Personal information
- Born: Legall de Kermeur 4 September 1702 Versailles
- Died: 1792 (aged c. 90) Paris

Chess career
- Country: France
- Title: best chess player in the world

= Legall de Kermeur =

French chess player

François Antoine de Legall de Kermeur (1702-1792) was a French chess player, and was possibly the world's best player from about 1730 to 1755.

His name is variously written Kermur, Sire de Legalle, by Twiss, and Kermur and Kermuy, Sire de Legal, by others. In the List of Subscribers to Philidor's second edition it stands as in Twiss, but the spelling was, probably, in both cases Philidor's own.

Along with other famous players, he played in Paris's Café de la Régence, and is considered to have been possibly the strongest player in the world around the 1730s.
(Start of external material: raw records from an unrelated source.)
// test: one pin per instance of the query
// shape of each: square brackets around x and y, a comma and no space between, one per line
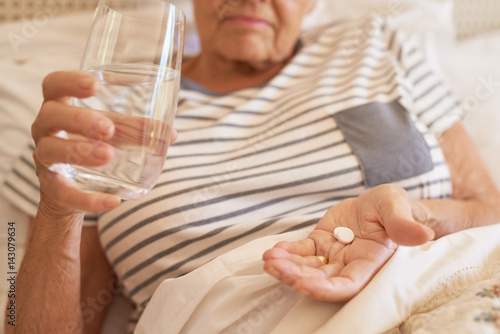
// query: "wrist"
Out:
[56,226]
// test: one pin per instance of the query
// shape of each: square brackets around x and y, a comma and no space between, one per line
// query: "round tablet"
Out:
[344,234]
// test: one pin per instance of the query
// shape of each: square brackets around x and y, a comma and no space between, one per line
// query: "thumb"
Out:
[402,228]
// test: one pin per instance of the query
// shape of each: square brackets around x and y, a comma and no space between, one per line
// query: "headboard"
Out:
[472,17]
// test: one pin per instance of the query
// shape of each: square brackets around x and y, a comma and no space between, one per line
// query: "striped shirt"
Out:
[357,106]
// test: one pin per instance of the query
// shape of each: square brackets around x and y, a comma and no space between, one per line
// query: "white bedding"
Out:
[232,294]
[58,44]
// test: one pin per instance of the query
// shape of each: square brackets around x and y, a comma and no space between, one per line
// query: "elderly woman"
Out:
[276,127]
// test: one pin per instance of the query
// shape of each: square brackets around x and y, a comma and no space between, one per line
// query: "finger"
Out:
[401,227]
[56,116]
[61,191]
[173,136]
[338,287]
[289,267]
[52,150]
[60,85]
[303,247]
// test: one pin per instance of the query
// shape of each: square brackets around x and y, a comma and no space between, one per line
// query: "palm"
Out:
[351,266]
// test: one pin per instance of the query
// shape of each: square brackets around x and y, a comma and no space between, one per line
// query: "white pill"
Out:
[344,234]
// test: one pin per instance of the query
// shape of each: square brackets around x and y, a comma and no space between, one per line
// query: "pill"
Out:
[344,234]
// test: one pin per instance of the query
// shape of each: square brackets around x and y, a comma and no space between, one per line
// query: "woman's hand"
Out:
[86,144]
[381,218]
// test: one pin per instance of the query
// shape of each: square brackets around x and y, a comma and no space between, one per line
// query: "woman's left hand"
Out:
[381,218]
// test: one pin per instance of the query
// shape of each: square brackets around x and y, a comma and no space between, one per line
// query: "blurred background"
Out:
[471,16]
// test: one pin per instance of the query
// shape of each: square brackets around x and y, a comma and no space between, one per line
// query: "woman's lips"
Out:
[248,21]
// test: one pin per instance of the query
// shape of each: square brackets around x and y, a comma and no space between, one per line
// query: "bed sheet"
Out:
[29,51]
[232,294]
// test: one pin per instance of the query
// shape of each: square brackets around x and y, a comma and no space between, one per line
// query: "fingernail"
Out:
[273,272]
[304,292]
[105,126]
[88,83]
[111,202]
[101,152]
[432,234]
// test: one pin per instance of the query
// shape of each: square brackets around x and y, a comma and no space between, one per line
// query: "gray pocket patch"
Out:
[385,141]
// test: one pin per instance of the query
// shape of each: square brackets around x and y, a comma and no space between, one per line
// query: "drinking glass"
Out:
[135,50]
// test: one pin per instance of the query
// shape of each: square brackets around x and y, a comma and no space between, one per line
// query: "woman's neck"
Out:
[225,76]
He taught chess to François-André Philidor.

The following portrayal of Legall is given in the London Magazine, May 1825, in an article titled "Chess and Chess Players by an ancient Amateur":

I am probably, without any exception, the oldest chess-player in Europe. I have not only had the honour of contending "on the checquer'd field" with M. Philidor, but I have frequently played at the Cafe de la Regence with M. de Legalle, the master of that distinguished Professor, who, in my younger days, was a better player than his celebrated pupil. There is no man of whose person and deportment I retain a more vivid recollection than M. de Legalle; he was a thin, pale old gentleman, who had sat in the same seat at the Cafe, and worn the same green coat for a great number of years when I first visited Paris. While he played at chess, he took snuffs in such profusion that his chitterling frill was literally saturated with stray particles of the powder, and he was, moreover, in the habit of enlivening the company during the progress of the game, by a variety of remarks, which every body admired for their brilliancy, and which struck me perhaps the more forcibly, as I was at that time but indifferently acquainted with the French tongue.
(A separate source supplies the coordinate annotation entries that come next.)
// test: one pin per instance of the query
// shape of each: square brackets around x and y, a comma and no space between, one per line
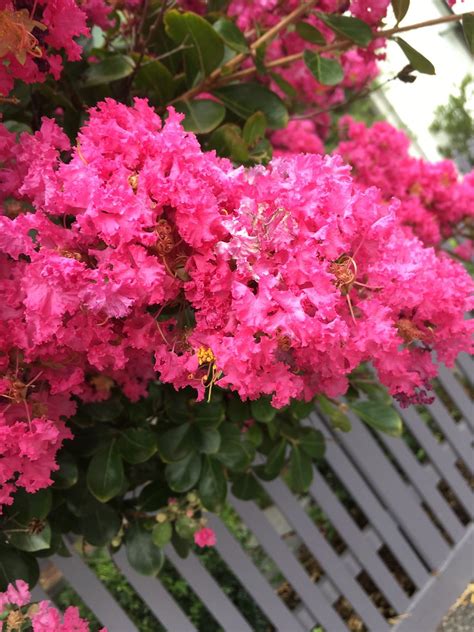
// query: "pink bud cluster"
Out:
[42,617]
[147,257]
[34,34]
[435,201]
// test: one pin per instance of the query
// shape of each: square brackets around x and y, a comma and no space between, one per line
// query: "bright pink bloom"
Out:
[205,537]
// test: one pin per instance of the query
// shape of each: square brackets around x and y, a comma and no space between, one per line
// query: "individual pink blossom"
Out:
[205,537]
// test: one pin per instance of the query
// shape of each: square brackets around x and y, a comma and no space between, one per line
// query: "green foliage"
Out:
[454,122]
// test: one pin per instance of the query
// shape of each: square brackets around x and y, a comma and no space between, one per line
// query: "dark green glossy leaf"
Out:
[185,527]
[153,496]
[184,475]
[105,475]
[205,47]
[262,410]
[254,128]
[400,8]
[310,33]
[161,534]
[31,542]
[416,59]
[68,473]
[28,506]
[154,81]
[137,445]
[212,485]
[235,452]
[208,440]
[380,416]
[109,69]
[231,34]
[142,554]
[300,470]
[352,28]
[275,460]
[328,72]
[17,565]
[100,523]
[246,98]
[202,115]
[237,410]
[335,414]
[228,142]
[312,442]
[246,487]
[176,443]
[284,85]
[468,28]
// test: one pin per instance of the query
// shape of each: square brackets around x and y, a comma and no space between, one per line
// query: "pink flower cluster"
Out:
[146,255]
[435,202]
[43,617]
[33,33]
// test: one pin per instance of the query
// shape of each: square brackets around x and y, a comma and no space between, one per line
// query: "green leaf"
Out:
[154,81]
[416,59]
[31,542]
[312,442]
[380,416]
[109,69]
[237,410]
[175,444]
[137,445]
[352,28]
[235,453]
[212,485]
[228,142]
[284,85]
[246,487]
[202,115]
[244,99]
[336,416]
[105,475]
[142,554]
[310,33]
[328,72]
[231,34]
[205,47]
[275,460]
[300,470]
[254,128]
[400,8]
[184,475]
[153,496]
[468,28]
[68,473]
[29,506]
[209,440]
[17,565]
[185,527]
[161,534]
[100,523]
[262,410]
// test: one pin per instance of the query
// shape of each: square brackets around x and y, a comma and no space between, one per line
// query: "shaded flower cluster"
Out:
[35,34]
[42,617]
[146,256]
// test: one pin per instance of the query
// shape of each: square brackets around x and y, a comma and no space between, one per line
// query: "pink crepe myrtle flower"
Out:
[205,537]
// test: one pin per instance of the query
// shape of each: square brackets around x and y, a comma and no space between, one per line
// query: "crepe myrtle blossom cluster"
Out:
[34,34]
[435,201]
[16,606]
[136,254]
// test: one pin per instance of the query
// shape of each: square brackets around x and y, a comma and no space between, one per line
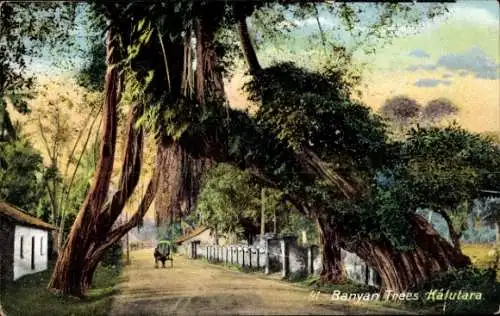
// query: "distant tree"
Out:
[25,28]
[21,174]
[439,108]
[492,215]
[230,202]
[401,109]
[444,169]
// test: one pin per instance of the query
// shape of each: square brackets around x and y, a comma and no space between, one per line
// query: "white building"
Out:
[23,243]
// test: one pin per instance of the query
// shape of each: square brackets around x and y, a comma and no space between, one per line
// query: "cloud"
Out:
[430,83]
[474,61]
[419,53]
[428,67]
[470,12]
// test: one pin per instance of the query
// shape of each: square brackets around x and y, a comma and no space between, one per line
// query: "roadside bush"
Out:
[465,280]
[113,256]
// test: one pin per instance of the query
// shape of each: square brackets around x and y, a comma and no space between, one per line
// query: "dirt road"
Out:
[193,287]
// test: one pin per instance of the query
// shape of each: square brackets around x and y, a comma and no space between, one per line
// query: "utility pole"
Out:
[262,216]
[127,241]
[275,230]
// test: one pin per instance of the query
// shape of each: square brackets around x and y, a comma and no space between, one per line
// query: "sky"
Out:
[455,56]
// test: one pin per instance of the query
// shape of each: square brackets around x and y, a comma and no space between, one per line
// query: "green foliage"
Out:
[21,174]
[312,110]
[229,201]
[445,167]
[29,295]
[113,255]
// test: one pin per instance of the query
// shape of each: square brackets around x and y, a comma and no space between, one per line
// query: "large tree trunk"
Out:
[331,253]
[454,235]
[68,275]
[402,270]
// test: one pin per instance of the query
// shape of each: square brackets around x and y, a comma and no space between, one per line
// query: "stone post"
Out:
[258,258]
[250,257]
[284,269]
[310,259]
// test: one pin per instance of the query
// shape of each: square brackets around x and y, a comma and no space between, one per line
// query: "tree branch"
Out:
[117,233]
[246,43]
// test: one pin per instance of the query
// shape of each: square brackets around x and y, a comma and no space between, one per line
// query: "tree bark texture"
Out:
[331,271]
[67,277]
[179,183]
[402,270]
In the book The life of Philidor, the following considerations, which can give us an idea about de Legall's strength at the chessboard are reported:

M. de Kermur, Sire de Legal, at that time about forty years old, reigned supreme in that famous Cafe, and was undoubtedly a player of extraordinary strength; for Philidor alone was ever able to beat him, and that, too, not until he had developed his entire force by playing with Sir Abraham Janssen and the Syrian Stamma(*). The "first player of the band" found it necessary to accept the Rook from M. de Legal; and it took full three years to work his way up, through the various degrees of odds, to the honour of confronting his master, on even terms, as a "first-rate".
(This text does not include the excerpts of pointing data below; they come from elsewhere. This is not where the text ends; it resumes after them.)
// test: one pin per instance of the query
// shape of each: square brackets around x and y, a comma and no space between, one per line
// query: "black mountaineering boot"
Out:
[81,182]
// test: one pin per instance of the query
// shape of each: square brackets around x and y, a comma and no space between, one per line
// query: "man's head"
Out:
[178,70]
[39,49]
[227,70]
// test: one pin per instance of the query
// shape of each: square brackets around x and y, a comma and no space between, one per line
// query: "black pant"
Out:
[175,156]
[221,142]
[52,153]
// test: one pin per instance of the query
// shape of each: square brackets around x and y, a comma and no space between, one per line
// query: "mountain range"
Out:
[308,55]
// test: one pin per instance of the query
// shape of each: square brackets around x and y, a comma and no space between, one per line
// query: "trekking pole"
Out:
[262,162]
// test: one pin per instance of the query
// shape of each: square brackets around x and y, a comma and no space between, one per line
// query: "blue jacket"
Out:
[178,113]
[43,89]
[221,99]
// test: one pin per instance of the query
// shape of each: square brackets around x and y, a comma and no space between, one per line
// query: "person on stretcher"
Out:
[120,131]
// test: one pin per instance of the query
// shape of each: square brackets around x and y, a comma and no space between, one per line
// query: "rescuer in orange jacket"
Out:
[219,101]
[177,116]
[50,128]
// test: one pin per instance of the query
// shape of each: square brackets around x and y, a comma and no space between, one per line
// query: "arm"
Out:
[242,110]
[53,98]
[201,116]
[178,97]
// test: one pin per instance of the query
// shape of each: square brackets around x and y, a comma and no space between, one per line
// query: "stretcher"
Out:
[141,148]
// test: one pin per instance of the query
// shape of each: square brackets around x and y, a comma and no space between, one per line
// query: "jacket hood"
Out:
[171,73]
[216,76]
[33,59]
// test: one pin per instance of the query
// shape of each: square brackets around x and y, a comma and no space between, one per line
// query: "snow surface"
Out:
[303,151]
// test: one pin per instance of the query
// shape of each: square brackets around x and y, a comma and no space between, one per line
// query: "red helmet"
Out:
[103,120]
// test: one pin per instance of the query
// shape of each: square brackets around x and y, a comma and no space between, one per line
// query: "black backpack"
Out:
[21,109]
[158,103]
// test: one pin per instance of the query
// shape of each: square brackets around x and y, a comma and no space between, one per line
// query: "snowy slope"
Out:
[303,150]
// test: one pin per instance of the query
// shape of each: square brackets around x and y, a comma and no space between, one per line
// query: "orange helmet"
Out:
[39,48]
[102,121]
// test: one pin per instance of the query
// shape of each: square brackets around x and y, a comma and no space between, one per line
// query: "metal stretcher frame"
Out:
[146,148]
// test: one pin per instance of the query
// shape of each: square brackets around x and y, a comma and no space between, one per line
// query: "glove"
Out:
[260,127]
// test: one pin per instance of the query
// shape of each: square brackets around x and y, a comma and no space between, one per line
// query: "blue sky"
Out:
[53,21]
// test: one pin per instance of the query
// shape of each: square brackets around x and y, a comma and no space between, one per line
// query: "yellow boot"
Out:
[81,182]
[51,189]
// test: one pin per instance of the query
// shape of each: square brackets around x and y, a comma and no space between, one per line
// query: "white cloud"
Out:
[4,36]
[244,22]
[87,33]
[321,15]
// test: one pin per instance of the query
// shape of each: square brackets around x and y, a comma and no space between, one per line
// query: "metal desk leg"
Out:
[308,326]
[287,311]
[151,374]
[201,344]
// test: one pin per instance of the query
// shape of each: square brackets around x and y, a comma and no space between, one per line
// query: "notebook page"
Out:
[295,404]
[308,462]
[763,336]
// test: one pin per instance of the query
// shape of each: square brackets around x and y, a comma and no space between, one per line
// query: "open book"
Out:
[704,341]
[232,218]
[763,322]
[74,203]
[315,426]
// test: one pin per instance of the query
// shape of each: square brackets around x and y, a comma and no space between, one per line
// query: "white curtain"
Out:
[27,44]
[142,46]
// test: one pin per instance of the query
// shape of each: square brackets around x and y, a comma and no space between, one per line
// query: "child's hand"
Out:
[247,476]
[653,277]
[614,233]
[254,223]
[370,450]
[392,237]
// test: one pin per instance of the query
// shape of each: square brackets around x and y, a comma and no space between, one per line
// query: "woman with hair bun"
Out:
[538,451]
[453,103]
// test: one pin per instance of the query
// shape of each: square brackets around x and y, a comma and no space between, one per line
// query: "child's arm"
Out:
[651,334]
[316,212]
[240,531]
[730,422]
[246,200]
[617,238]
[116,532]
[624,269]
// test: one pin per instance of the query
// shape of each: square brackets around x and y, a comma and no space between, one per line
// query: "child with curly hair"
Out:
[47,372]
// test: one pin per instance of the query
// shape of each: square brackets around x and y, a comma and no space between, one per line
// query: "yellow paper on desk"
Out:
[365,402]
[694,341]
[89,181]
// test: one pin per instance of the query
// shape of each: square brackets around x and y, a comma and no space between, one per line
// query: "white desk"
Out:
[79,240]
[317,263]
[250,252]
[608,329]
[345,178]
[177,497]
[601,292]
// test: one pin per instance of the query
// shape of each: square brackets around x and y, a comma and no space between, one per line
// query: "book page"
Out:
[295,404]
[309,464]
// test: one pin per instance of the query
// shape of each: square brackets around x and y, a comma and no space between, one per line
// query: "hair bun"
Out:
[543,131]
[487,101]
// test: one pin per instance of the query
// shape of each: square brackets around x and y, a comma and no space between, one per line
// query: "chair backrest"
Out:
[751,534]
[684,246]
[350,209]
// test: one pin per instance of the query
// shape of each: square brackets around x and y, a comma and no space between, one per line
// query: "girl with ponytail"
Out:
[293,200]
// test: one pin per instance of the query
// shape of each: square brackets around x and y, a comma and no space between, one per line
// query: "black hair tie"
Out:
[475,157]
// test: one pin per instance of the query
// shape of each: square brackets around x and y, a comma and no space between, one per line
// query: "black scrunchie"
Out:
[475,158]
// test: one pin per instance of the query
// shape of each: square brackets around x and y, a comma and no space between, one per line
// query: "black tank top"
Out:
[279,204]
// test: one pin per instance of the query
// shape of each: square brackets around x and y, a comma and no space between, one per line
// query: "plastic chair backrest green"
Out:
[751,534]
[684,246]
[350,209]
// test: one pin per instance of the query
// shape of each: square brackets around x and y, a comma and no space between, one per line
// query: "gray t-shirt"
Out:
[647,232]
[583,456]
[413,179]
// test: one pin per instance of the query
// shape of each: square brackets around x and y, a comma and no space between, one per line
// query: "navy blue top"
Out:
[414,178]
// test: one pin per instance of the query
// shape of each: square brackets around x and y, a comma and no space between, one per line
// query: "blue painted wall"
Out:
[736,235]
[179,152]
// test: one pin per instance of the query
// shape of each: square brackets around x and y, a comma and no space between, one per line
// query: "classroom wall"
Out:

(*) Fetis says that old chess-players at the Cafe de la Regence had repeated to him Philidor's own statement, that he did not attain his full strength until he had made his campaigns in Holland and in England.

Thus, Legal was probably the strongest player of the Café de la Régence and probably in the world until 1755 when he lost a match to Philidor. It is not known if he traveled or played in other countries besides France, but since the Café de la Régence was the chess Mecca of the time, most of the strongest players of the 18th century, sooner or later, ended up at the Café and the strongest among them played Legal.

It is known that he played with Sir Abraham Janssen, the strongest English player according to Philidor himself. G. Allen refers that Legal was of the same opinion of Philidor regarding the skills of Janssen over the board. This could indicate that, at even terms, Janssen won approximately only one fourth of the games played with Legal as he did with Philidor, but this is not completely clear from Allen's text if this interpretation is correct. The chess encounter between Legal and Janssen happened, according to aforementioned author, after the match between Philidor and Janssen and, thus, must be collocated after 1747.

It is also very likely, as also suggested by Allen, that Legall played Stamma, since the latter lived for a certain period in Paris where he published the Essai sur le jeu des echecs in 1737. If this is correct, Legal would have played Stamma before Philidor began to attend the Café de la Régence.

Legal lived to nearly ninety years old. After his defeat with Philidor in the match of 1755 and up to the time of his death, however, he maintained his rank as the second player of France. Thus, it is also highly probable that he played, with an overall favourable outcome, against the disciples of Philidor of the Société des Amateurs (Bernard, Carlier, Leger and Verdoni).

Legall is the eponym of Legall's mate, a mating pattern found in his only extant game, Legall–Saint Brie, Paris, 1750.